The dawn phenomenon is an early morning rise in blood glucose concentration with no hypoglycaemic episodes during the night. It appears to be related to nocturnal elevations of growth hormone, which decreases metabolism of glucose by muscle and fat. Increased clearance of plasma insulin also may be involved. Periodic monitoring of plasma glucose values in the morning ascertains the need for additional morning insulin. Altering the time and dose of insulin manages the problem. Treating dawn phenomenon may result in the Somogyi effect and vice versa.

1.7.         Infection

A variety of factors may predispose the diabetic patient to an increased incidence, or increased severity, of infections. These factors include adverse effects of dehydration, malnutrition, vascular insufficiency, and neuropathy. In addition, in hyperglycaemic individuals, polymorphonuclear leukocyte function is impaired and delayed hypersensitivity is reduced. With the exception of mucormycosis and malignant external otitis, most infections in the diabetic patients are similar to those observed in non-diabetics.

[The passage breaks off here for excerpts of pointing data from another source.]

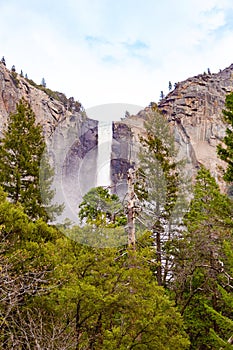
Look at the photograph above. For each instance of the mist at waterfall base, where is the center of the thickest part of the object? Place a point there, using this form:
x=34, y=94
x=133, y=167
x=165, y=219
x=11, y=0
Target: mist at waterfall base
x=91, y=171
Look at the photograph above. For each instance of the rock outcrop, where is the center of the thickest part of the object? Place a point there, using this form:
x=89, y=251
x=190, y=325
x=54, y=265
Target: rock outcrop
x=70, y=135
x=194, y=108
x=50, y=108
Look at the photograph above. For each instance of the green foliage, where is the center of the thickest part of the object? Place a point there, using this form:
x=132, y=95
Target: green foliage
x=56, y=293
x=225, y=152
x=101, y=208
x=203, y=266
x=21, y=150
x=159, y=187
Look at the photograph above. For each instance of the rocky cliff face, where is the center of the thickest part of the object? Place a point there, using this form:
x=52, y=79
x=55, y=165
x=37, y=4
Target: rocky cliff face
x=51, y=108
x=71, y=136
x=194, y=108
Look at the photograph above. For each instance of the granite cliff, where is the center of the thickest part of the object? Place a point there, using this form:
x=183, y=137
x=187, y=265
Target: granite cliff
x=194, y=108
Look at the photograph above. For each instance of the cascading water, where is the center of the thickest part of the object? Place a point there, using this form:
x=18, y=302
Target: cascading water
x=104, y=153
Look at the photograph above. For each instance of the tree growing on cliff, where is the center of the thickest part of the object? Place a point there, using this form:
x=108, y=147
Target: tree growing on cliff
x=21, y=151
x=225, y=152
x=160, y=172
x=202, y=280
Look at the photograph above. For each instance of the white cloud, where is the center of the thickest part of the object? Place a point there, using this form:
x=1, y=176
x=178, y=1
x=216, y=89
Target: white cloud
x=103, y=51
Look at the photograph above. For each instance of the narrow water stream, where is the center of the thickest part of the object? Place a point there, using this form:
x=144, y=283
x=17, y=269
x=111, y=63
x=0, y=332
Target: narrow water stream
x=104, y=153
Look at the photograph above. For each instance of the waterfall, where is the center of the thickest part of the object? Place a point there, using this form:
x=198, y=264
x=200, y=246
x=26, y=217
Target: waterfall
x=104, y=153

Rhinocerebral mucormycosis occurs almost exclusively in acidotic diabetic patients. The pathophysiology of mucormycosis infection is not completely understood, but it has been hypothesized that during acidosis iron metabolism is impaired leading to compromised cell-mediated immunity.

Recommended literature:

1. Pathophysiology - The Biologic Basis for Disease in Adults and Children. McCance and Heuther, editors, 2nd Edition Mosby Press 1994;674-92.
2. Textbook of Internal Medicine. Editor-in-Chief  William Kelley, Lippincott Press 1989; Chapter 428-430:2216-29.
3. Cryer P.  Glucose Homeostasis and Hypoglycaemia. in  Williams Textbook of Endocrinology. Wilson and Foster, editors, 8th Edition, Saunders Press 1992;1223-53.